I’ve been practicing race walking. The form one must perfect is quite odd, really, and I’m sure when people see you race walking they question if you’re “ok”. I call it the John Wayne walk. Anyone who is 60-something knows what I’m talking about, and that reminds me of Peggy.
So, it’s 1950-something and Peggy and I enjoyed putting on skits for mom and dad. Typically these grand shows would occur in the living room, after dinner, homework done. On this particular eve, we decided to be cowboys and mimic one of those scenes where the two make their way to the saloon and belly up to the bar (kitchen counter). Well, Peggy had the John Wayne walk mastered. Both arms held out in front of her, she swaggered in, cowboy hat perched in a cockeyed fashion on her head, mumbling something John Wayne-ish, like “I’m gonna rope every calf, cow, steer in the corral…”.

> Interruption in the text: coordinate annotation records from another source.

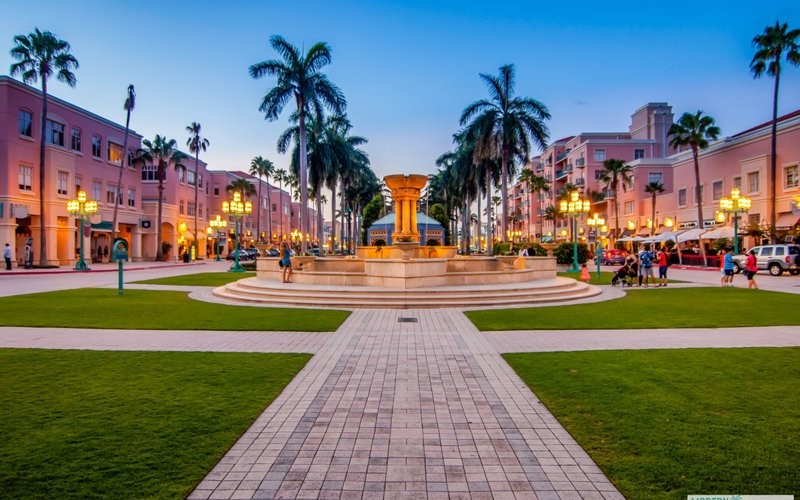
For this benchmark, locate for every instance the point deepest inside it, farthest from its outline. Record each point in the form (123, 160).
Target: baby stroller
(624, 276)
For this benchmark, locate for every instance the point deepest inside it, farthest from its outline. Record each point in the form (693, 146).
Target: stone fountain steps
(254, 290)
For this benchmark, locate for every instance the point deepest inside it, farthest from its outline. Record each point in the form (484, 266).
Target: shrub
(564, 251)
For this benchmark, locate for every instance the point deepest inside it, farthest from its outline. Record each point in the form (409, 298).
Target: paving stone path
(390, 409)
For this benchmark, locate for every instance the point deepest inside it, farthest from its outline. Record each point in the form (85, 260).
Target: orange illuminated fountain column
(405, 193)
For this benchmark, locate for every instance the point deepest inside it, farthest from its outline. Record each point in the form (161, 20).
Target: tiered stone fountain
(407, 275)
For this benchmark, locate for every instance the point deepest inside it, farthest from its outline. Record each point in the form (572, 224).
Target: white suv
(774, 258)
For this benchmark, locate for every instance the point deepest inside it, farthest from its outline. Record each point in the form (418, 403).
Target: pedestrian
(286, 262)
(727, 267)
(585, 276)
(663, 264)
(646, 266)
(7, 256)
(28, 256)
(750, 269)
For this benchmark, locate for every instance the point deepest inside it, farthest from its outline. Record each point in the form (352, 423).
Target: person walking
(750, 269)
(286, 262)
(7, 256)
(663, 263)
(727, 268)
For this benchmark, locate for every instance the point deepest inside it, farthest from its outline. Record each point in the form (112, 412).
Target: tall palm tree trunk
(489, 232)
(159, 252)
(773, 164)
(42, 183)
(119, 178)
(303, 174)
(504, 179)
(699, 197)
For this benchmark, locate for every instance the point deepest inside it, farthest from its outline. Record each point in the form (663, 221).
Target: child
(585, 277)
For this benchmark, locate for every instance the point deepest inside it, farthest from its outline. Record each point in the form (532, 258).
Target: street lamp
(218, 225)
(574, 208)
(236, 209)
(82, 210)
(735, 205)
(597, 223)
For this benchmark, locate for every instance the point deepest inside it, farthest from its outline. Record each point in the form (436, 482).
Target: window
(717, 190)
(657, 177)
(25, 123)
(791, 175)
(25, 178)
(753, 182)
(97, 187)
(75, 144)
(113, 193)
(628, 207)
(62, 181)
(149, 173)
(55, 133)
(114, 154)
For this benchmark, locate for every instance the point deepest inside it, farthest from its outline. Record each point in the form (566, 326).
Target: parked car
(774, 258)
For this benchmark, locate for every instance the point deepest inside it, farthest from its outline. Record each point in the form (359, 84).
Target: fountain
(405, 274)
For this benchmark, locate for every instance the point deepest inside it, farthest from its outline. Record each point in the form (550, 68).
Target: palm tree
(654, 188)
(695, 130)
(771, 46)
(616, 171)
(39, 55)
(246, 189)
(130, 103)
(162, 152)
(280, 176)
(505, 126)
(539, 184)
(261, 167)
(196, 143)
(299, 77)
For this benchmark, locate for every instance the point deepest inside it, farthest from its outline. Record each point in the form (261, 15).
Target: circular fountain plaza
(406, 274)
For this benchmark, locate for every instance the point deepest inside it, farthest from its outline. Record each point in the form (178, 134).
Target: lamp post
(82, 210)
(237, 209)
(735, 205)
(574, 208)
(219, 225)
(597, 223)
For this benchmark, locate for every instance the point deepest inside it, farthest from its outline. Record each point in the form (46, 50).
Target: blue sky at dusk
(409, 68)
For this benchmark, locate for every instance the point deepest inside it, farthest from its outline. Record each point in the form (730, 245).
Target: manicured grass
(707, 307)
(88, 424)
(663, 424)
(200, 279)
(156, 310)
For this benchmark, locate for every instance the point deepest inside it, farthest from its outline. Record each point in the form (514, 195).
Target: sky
(408, 68)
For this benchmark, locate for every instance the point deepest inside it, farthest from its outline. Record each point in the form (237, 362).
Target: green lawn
(157, 310)
(663, 424)
(706, 307)
(200, 279)
(88, 424)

We greeted each other at the “bar” and I said to the imaginary bar tender, “We’ll have two whiskeys, bar keep!” in my deep, cowboy voice. “John Wayne” runs behind the counter and puts two shot glasses up on the bar (jelly glasses that mom got free from the gas station!) and fills them with root beer, and runs back to the other side of the bar.
“Here’s looking at you, pardner!” I said, as I raised my glass in John’s direction. “Here’s lookin’ at you, pardner!” John bellowed. And at that, we raised our glasses and slugged our shots down. With one exception. As I raised my glass , I completely missed my mouth and root beer flew all over my face!
I can still hear mom and dad laughing. Dad slapped his knee and let out a hoot, and John Wayne and I laughed til the cows came home!